Comment la représentation de l’agression sexuelle évolue…
Désolé, Baby rejoint le nombre croissant de films qui refusent de visualiser le moment de la violence sexuelle. S'adressant à Little White Lies, Eva Victor a révélé une approche attentive à son public : « J'essayais toujours de réfléchir à la façon d'adoucir cela afin que nos corps ne s'arrêtent pas de le regarder. » Comme Victor, de nombreux cinéastes choisissent d’explorer la violence sexuelle sans soumettre les acteurs et les spectateurs à des scènes explicites susceptibles de les traumatiser ou de les traumatiser à nouveau. Comme de nombreux films récents examinant les répercussions de la violence sexuelle proviennent de ceux qui utilisent ce médium pour traiter leurs propres expériences traumatisantes, ils protègent à juste titre leurs acteurs. En évitant complètement ces scènes, l'industrie évite peut-être de répéter les erreurs du passé, comme l'expérience traumatisante de Gina Ravera – dans le rôle de Molly dans Showgirls – lors du tournage d'une séquence d'agression sexuelle brutale. En 2020, 25 ans après la sortie de Showgirls, Ravera a raconté à Yahoo son expérience : « Quand vous faites une scène comme celle-là, votre corps ne sait pas que ce n'est pas réel. »
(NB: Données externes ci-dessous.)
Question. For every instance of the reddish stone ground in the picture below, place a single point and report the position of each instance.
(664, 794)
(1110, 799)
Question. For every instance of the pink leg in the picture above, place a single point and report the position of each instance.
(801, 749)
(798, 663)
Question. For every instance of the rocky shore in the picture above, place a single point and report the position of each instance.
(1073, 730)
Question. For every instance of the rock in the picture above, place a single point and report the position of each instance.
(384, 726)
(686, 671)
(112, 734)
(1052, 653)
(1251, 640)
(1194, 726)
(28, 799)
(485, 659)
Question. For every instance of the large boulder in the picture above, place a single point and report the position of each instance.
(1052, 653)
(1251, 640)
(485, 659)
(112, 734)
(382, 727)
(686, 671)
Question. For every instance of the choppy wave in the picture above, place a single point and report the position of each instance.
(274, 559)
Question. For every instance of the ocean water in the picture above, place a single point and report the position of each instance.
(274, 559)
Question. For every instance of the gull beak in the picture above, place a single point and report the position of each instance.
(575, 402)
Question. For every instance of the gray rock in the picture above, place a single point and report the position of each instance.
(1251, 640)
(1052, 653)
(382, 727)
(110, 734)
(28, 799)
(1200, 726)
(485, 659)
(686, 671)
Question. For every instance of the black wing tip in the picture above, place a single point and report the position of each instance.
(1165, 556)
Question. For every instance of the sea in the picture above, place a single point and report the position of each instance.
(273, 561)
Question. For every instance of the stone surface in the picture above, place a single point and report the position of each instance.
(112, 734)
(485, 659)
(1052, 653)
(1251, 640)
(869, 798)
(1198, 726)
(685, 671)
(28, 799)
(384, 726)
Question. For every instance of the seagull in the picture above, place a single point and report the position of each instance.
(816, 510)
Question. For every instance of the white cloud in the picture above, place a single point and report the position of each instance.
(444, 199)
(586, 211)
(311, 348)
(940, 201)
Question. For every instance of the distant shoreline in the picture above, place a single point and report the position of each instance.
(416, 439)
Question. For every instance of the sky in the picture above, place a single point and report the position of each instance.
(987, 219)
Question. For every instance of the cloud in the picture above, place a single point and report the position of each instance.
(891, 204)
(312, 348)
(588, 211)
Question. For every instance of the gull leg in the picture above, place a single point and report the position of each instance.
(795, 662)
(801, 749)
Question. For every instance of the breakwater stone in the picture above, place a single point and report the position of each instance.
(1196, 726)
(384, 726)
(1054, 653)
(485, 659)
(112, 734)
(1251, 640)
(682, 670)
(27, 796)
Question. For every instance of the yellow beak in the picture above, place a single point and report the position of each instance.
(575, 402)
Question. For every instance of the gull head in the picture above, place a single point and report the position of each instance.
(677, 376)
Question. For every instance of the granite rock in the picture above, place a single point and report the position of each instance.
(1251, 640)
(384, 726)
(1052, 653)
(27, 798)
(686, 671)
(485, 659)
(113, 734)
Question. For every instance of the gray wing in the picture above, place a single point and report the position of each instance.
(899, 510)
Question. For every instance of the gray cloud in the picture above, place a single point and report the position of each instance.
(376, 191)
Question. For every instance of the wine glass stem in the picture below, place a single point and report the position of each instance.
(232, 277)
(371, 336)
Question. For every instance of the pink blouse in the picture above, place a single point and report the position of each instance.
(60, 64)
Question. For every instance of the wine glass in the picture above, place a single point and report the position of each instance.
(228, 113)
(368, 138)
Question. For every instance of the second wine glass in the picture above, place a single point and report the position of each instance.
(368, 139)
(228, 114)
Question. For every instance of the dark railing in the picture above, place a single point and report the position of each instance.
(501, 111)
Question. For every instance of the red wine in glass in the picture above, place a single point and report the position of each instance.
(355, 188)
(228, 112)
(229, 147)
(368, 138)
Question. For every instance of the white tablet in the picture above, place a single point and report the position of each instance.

Laisser hors de l’écran les violences sexuelles potentiellement traumatisantes n’a aucun impact sur l’impact du film. Au cours d'une journée de travail dans The Assistant de Kitty Green, nous voyons comment les comportements prédateurs empoisonnent l'environnement. Travaillant pour un directeur de studio, Jane (Julia Garner) tente d'accomplir ses tâches comme un fantôme, invisible et inouï, mais elle ne peut échapper aux preuves accablantes du traitement des femmes par son employeur, se présentant sous la forme de commentaires ignobles de son patron et de son canapé de bureau souillé qu'elle doit nettoyer aussi minutieusement qu'une scène de crime.
Le gothique intergénérationnel Sound of Falling explore la vie des femmes dans la même ferme allemande à travers quatre périodes. Bien que la violence misogyne (y compris l’exploitation des domestiques, la stérilisation et les agressions incestuelles) hante chaque génération, elle n’est jamais explicitement montrée. Au lieu de cela, le réalisateur Mascha Schilinski ne propose qu'une seule image sexuelle et elle est particulièrement positive. Christa (Luise Heyer), la mère et épouse de la génération la plus récente à habiter la ferme, tient le pénis flasque de son mari dans un moment d'intimité étrange, posant affectueusement sa tête dessus. Sa familiarité facile et son absence d’hésitation renforcent silencieusement le pouvoir, brisant le cycle de traumatisme misogyne qui a suivi cette famille.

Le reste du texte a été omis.